Step 6 — Plug into a framework
The bookmark service is now usable from typia, from a CLI script, and from an LLM. The last missing piece is a normal HTTP endpoint so any client can hit it. We’ll use Hono — small, fast, runs on Node / Bun / edge — but the typia parts of this step transfer to NestJS, tRPC, or Express directly.
The point is not “how to write HTTP routes.” The point is: the same Bookmark type drives validation in every layer. No DTO duplication, no separate request schema, no manual if (!body.url) throw ….
Install
npm i hono @hono/typia-validator@hono/typia-validator is the Hono integration. It accepts a validator built with typia.createValidate and runs it on the request body before your handler sees it.
A typed request payload
We don’t want clients to send us id or createdAt — those are server-generated. Let’s express that as a derived type:
/** What a client sends when creating a new bookmark. */
export type BookmarkCreate = Omit<Bookmark, "id" | "createdAt">;Omit is plain TypeScript — typia reads it and produces a validator for exactly the right shape.
The HTTP server
import { Hono } from "hono";
import { typiaValidator } from "@hono/typia-validator";
import typia from "typia";
import { BookmarkCreate } from "./bookmark";
import { BookmarkService } from "./BookmarkService";
const service = new BookmarkService();
const validateCreate = typia.createValidate<BookmarkCreate>();
const app = new Hono();
// POST /bookmarks — create a new bookmark
app.post(
"/bookmarks",
typiaValidator("json", validateCreate),
async (c) => {
const input = c.req.valid("json"); // typed as BookmarkCreate
const { id } = await service.add(input);
return c.json({ id }, 201);
},
);
// GET /bookmarks?tag=docs
app.get("/bookmarks", async (c) => {
const tag = c.req.query("tag") ?? "";
const result = await service.list({ tag });
return c.json(result);
});
export default app;Three things to notice:
typia.createValidate<BookmarkCreate>()generates a reusable validator that also implements the Standard Schema interface.@hono/typia-validatorconsumes it directly.c.req.valid("json")returns the typed input. TypeScript knows it’sBookmarkCreatebecause the middleware narrowed it — there’s noas BookmarkCreatecast in your handler.- The validator runs before your handler, so by the time
service.add(input)is called, every constraint onBookmarkCreate(URL format, tag count, lengths, …) has already passed. If anything’s wrong, Hono returns a structured error response automatically.
Run it
For Node:
npm i @hono/node-serverimport { serve } from "@hono/node-server";
import app from "./06-server";
const PORT = 3000;
serve({ fetch: app.fetch, port: PORT });
console.log(`Listening on http://localhost:${PORT}`);npx ttsx src/06-run.tsThen in another terminal:
curl -s -X POST http://localhost:3000/bookmarks \
-H 'content-type: application/json' \
-d '{ "url": "https://typia.io", "title": "typia", "tags": ["docs"] }'
# → {"id":"…uuid…"}
curl -s http://localhost:3000/bookmarks?tag=docs
# → {"items":[…]}Try a bad payload:
curl -s -X POST http://localhost:3000/bookmarks \
-H 'content-type: application/json' \
-d '{ "url": "lol", "title": "", "tags": [] }'You get a 400 carrying the structured errors — $input.url, $input.title, $input.tags — with the same expected strings you saw in step 3. The HTTP layer never gets a chance to insert a malformed bookmark.

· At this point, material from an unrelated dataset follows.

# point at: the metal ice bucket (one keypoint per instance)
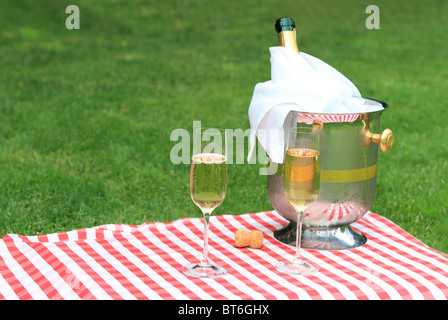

What other frameworks look like
The patterns are short — see the dedicated pages for full examples:
| Framework | Integration | What you write |
|---|---|---|
| NestJS | @nestia/core | @TypedBody() input: BookmarkCreate instead of a DTO class |
| tRPC | Direct typia | .input(typia.createAssert<BookmarkCreate>()) on the procedure |
| MCP server | @typia/mcp | registerMcpControllers({ server, controllers: [typia.llm.controller<BookmarkService>("bm", service)] }) |
| Vercel AI | @typia/vercel | toVercelTools({ controllers: [...] }) |
| LangChain | @typia/langchain | toLangChainTools({ controllers: [...] }) |
The same BookmarkService class plugs into all five LLM-shaped surfaces; the same BookmarkCreate type plugs into all the HTTP-shaped ones.
What you’ve done
- Stood up a real HTTP server backed by
BookmarkService - Reused the
Bookmarktype for HTTP request validation — no DTO class - Returned structured 400 errors for bad input, for free
- Seen the same service work from CLI, from HTTP, and from an LLM
That’s the whole loop. One TypeScript type — Bookmark — drives validation, JSON parsing, schema generation, HTTP middleware, and LLM tool descriptions.